Senate Republicans continued to hammer at President Barack Obama’s budget proposal on Tuesday, even as the administration prepared for a key meeting between Obama and Senate Democrats scheduled for Wednesday afternoon.
Republicans have been keen to move away from the topic of executive compensation caps — which most of the party’s Members oppose — and back to the more familiar ground of spending limits, a point Minority Leader Mitch McConnell (R-Ky.) tacitly acknowledged Tuesday morning.
“In all the uproar about bonuses, some people may have forgotten about the budget. But with a vote on this funding blueprint fast approaching, it’s time to refocus and to review where we are,— McConnell said in a floor speech in which he argued the Obama budget proposal would create an inappropriate expansion of the national debt.

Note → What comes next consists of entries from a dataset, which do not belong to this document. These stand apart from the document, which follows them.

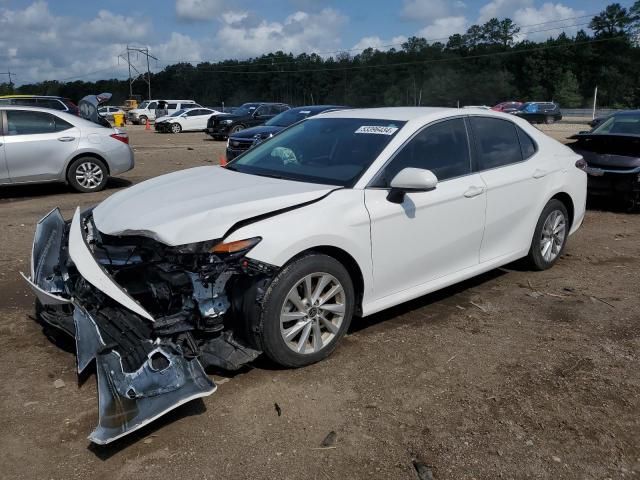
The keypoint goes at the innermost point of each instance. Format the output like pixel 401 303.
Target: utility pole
pixel 147 78
pixel 10 81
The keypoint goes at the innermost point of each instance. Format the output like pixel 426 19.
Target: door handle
pixel 473 191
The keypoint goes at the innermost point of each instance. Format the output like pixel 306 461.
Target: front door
pixel 4 171
pixel 431 234
pixel 37 145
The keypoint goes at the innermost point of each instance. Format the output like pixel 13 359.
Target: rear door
pixel 4 171
pixel 516 176
pixel 37 145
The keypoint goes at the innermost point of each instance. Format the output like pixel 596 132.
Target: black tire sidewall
pixel 71 175
pixel 535 257
pixel 270 338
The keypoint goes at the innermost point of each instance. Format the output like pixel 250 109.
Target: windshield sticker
pixel 377 130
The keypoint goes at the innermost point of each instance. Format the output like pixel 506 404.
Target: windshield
pixel 246 109
pixel 288 117
pixel 331 151
pixel 620 125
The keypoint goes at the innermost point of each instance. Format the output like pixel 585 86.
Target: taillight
pixel 581 164
pixel 123 137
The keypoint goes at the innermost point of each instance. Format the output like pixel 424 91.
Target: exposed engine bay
pixel 188 308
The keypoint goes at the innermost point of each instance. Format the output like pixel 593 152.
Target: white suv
pixel 147 109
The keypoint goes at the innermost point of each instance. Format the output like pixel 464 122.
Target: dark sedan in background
pixel 612 153
pixel 539 112
pixel 248 115
pixel 243 140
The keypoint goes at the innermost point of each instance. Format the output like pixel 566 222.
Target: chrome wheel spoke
pixel 317 337
pixel 312 313
pixel 292 332
pixel 333 308
pixel 304 337
pixel 552 235
pixel 328 324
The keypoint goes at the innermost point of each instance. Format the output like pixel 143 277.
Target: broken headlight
pixel 219 247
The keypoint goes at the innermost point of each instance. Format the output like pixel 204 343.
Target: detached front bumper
pixel 141 375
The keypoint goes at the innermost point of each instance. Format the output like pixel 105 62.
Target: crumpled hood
pixel 198 204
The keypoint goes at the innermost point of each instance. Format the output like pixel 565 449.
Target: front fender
pixel 339 220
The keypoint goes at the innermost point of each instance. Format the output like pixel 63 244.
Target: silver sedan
pixel 43 145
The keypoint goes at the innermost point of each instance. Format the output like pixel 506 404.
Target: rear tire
pixel 550 236
pixel 87 174
pixel 306 310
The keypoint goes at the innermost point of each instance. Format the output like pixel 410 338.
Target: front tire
pixel 306 311
pixel 550 236
pixel 87 174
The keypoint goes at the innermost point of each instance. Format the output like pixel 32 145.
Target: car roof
pixel 73 119
pixel 56 97
pixel 393 113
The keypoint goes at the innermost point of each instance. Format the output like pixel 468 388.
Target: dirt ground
pixel 515 374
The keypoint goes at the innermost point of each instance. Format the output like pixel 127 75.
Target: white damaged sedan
pixel 341 215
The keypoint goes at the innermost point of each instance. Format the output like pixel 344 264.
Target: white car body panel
pixel 93 272
pixel 198 204
pixel 466 226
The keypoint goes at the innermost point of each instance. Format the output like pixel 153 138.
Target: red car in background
pixel 507 107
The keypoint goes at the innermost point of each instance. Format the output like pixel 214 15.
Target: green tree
pixel 612 21
pixel 567 93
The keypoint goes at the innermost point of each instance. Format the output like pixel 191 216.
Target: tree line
pixel 485 65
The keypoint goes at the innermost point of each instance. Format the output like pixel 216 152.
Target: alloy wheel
pixel 89 175
pixel 312 313
pixel 553 235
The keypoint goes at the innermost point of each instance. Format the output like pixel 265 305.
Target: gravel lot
pixel 514 374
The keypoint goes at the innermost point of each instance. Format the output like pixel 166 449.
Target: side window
pixel 62 124
pixel 527 145
pixel 441 148
pixel 24 122
pixel 51 103
pixel 496 142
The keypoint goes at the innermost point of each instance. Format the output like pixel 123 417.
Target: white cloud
pixel 199 10
pixel 378 43
pixel 36 45
pixel 442 28
pixel 242 36
pixel 501 9
pixel 430 10
pixel 553 13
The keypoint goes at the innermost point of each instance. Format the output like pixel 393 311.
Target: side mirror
pixel 411 180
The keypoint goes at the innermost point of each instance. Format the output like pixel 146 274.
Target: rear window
pixel 496 142
pixel 527 145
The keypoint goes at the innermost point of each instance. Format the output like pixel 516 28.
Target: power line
pixel 418 62
pixel 378 47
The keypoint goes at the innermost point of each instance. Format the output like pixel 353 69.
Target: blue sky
pixel 80 39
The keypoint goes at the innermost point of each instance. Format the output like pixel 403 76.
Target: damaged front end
pixel 152 316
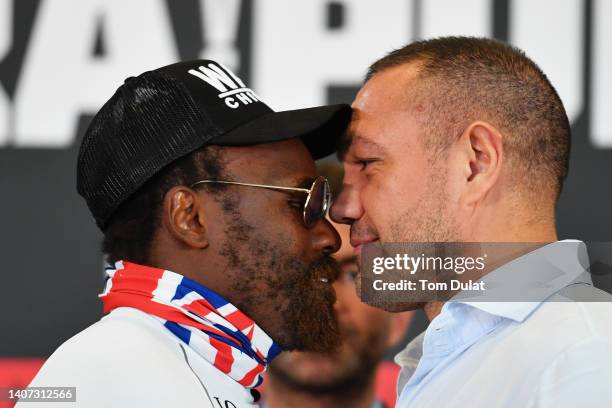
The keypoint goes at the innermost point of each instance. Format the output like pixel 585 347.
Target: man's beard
pixel 281 292
pixel 354 366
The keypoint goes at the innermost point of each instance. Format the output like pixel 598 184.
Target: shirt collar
pixel 531 278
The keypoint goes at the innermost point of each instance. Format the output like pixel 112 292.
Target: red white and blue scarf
pixel 214 328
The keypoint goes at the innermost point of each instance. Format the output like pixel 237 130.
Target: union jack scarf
pixel 209 324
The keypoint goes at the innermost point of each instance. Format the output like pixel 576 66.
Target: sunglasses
pixel 317 201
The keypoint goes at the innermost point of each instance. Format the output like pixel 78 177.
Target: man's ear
pixel 184 216
pixel 398 326
pixel 482 146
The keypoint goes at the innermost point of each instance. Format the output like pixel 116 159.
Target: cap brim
pixel 319 128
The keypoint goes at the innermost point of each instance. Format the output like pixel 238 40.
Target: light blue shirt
pixel 547 353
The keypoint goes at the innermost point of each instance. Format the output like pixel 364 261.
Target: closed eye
pixel 364 163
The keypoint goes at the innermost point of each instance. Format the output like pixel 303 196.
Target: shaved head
pixel 460 80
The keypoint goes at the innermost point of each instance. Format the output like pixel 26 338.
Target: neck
pixel 280 395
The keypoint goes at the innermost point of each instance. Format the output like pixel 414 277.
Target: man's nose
pixel 326 238
pixel 346 208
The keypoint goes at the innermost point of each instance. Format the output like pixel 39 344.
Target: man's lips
pixel 357 244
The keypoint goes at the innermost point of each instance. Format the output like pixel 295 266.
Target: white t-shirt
pixel 128 359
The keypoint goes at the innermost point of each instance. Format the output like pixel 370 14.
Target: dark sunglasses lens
pixel 317 202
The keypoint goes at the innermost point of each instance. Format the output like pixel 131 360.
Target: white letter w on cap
pixel 220 78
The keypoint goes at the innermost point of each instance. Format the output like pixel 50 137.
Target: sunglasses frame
pixel 308 191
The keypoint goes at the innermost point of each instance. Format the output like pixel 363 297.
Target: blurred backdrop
pixel 60 60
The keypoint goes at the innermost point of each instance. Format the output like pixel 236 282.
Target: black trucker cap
pixel 161 115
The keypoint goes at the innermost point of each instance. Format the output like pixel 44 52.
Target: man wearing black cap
pixel 214 224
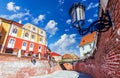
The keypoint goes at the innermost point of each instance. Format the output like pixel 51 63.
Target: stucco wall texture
pixel 14 67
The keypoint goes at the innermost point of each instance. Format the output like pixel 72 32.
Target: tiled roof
pixel 87 39
pixel 54 54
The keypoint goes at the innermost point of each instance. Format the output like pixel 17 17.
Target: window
pixel 33 36
pixel 90 45
pixel 34 28
pixel 41 40
pixel 41 32
pixel 14 30
pixel 26 34
pixel 11 43
pixel 24 43
pixel 39 48
pixel 31 45
pixel 83 47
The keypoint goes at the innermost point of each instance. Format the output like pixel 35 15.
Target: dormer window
pixel 26 34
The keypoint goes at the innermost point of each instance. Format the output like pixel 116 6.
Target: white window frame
pixel 31 48
pixel 26 37
pixel 24 47
pixel 41 40
pixel 39 48
pixel 32 37
pixel 11 43
pixel 14 31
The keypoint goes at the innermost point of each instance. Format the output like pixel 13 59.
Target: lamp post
pixel 77 14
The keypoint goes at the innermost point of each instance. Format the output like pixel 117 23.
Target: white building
pixel 88 45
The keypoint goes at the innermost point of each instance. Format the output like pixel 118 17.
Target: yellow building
pixel 22 40
pixel 4 31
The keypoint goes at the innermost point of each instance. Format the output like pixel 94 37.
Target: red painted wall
pixel 13 67
pixel 106 62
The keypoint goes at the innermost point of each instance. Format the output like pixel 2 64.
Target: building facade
pixel 25 40
pixel 88 45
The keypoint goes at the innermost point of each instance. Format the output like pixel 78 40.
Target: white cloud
pixel 12 7
pixel 51 27
pixel 68 21
pixel 66 30
pixel 64 44
pixel 16 15
pixel 40 18
pixel 91 5
pixel 83 0
pixel 90 20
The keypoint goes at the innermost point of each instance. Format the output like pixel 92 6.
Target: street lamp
pixel 77 14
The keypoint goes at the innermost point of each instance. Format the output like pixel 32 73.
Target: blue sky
pixel 52 16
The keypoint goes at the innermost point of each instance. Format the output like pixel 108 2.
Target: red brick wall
pixel 106 62
pixel 13 67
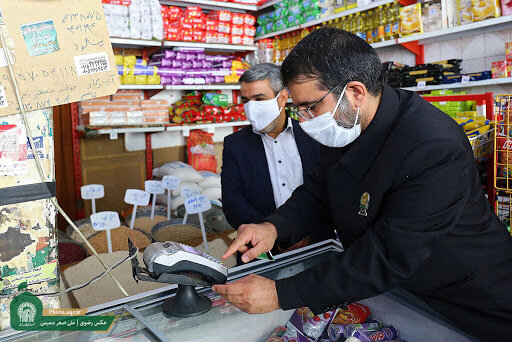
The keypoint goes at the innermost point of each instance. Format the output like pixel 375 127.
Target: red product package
pixel 211 37
pixel 237 18
pixel 223 38
pixel 174 13
pixel 201 151
pixel 220 15
pixel 193 12
pixel 246 40
pixel 199 36
pixel 224 27
pixel 211 25
pixel 235 39
pixel 249 19
pixel 249 30
pixel 237 30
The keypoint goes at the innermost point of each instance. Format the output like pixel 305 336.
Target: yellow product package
pixel 410 19
pixel 464 12
pixel 485 9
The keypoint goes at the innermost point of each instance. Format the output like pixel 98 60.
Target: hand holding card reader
pixel 176 263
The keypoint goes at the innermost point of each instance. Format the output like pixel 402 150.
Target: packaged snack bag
pixel 201 151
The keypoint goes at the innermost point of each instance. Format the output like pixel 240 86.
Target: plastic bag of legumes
pixel 201 151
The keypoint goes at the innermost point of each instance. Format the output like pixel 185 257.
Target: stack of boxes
pixel 135 19
pixel 455 109
pixel 219 27
pixel 503 68
pixel 192 66
pixel 126 107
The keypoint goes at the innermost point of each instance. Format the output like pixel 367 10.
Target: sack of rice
pixel 119 237
pixel 191 186
pixel 184 172
pixel 214 194
pixel 210 180
pixel 175 201
pixel 143 219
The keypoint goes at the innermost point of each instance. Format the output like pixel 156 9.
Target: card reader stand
pixel 187 302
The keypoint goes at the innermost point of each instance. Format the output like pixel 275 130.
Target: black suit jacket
pixel 247 195
pixel 429 227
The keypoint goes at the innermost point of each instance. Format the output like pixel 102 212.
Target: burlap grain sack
pixel 105 290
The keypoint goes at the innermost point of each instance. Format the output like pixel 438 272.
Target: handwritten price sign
pixel 197 204
pixel 137 197
pixel 105 220
pixel 154 187
pixel 93 191
pixel 171 182
pixel 187 192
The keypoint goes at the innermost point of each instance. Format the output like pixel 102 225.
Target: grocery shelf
pixel 324 19
pixel 489 82
pixel 123 42
pixel 204 87
pixel 208 126
pixel 211 5
pixel 148 129
pixel 488 25
pixel 142 86
pixel 268 4
pixel 163 128
pixel 212 47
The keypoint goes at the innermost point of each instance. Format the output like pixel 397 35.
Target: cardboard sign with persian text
pixel 60 51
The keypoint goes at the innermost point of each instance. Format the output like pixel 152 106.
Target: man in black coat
pixel 404 195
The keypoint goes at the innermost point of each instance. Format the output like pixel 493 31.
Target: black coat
pixel 429 227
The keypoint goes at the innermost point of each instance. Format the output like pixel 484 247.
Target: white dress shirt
pixel 284 163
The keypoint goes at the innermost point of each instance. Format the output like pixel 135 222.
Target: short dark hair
pixel 334 57
pixel 264 71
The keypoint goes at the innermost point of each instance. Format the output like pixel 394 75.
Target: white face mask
pixel 261 113
pixel 326 131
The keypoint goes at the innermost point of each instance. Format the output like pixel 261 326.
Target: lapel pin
pixel 364 204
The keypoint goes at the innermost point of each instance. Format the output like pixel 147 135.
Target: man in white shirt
pixel 264 163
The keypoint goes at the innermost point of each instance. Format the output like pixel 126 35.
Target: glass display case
pixel 140 318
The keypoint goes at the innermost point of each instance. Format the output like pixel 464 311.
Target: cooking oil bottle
pixel 369 27
pixel 388 31
pixel 395 9
pixel 381 24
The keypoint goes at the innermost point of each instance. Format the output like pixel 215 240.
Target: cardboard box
pixel 61 53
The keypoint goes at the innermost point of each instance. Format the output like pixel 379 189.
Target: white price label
pixel 92 63
pixel 171 182
pixel 154 187
pixel 92 191
pixel 197 204
pixel 105 220
pixel 137 197
pixel 187 192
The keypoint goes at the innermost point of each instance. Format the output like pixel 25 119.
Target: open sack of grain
pixel 105 290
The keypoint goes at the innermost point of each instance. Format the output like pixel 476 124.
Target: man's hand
pixel 252 294
pixel 262 236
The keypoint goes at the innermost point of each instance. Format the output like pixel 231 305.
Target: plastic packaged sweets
pixel 410 19
pixel 485 9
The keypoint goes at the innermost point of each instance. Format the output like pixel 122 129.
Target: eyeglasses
pixel 306 113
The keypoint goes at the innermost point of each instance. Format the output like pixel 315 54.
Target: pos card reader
pixel 175 263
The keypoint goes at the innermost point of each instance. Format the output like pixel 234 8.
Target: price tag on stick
pixel 170 183
pixel 106 220
pixel 187 192
pixel 92 192
pixel 154 188
pixel 198 205
pixel 136 198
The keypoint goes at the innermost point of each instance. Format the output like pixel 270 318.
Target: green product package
pixel 215 99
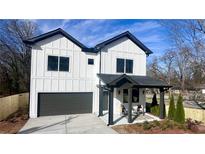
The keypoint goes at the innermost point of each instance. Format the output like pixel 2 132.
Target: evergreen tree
pixel 171 108
pixel 179 113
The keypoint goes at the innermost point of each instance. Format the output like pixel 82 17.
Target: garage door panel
pixel 64 103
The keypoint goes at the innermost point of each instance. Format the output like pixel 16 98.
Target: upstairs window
pixel 56 63
pixel 124 65
pixel 120 65
pixel 52 63
pixel 64 64
pixel 90 61
pixel 129 66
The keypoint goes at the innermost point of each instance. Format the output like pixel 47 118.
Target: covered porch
pixel 135 107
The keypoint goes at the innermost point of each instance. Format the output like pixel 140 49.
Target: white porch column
pixel 130 105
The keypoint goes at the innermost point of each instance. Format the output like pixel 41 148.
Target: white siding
pixel 80 78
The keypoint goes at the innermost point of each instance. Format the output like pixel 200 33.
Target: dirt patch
pixel 156 127
pixel 14 122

“All this debt is real, and it will have very real and very disturbing consequences for our children and our grandchildren. Americans are worried about it,— McConnell argued.
McConnell and other Republicans are hoping to use floor speeches, press conferences and other public venues over the next several days to push moderate Democrats to oppose the administration’s plan in the upcoming debate.
The Republican effort to focus on the budget is also fueled by concerns that Democratic leaders will make good on their threat to use the budget reconciliation process — which is immune from the chamber’s normal filibuster rules — as a vehicle for passing their health care and climate change agenda.
While a number of moderate and conservative Democrats have already raised questions about that strategy, it is unclear whether Republicans could muster enough votes to defeat a budget bill loaded with other policy proposals.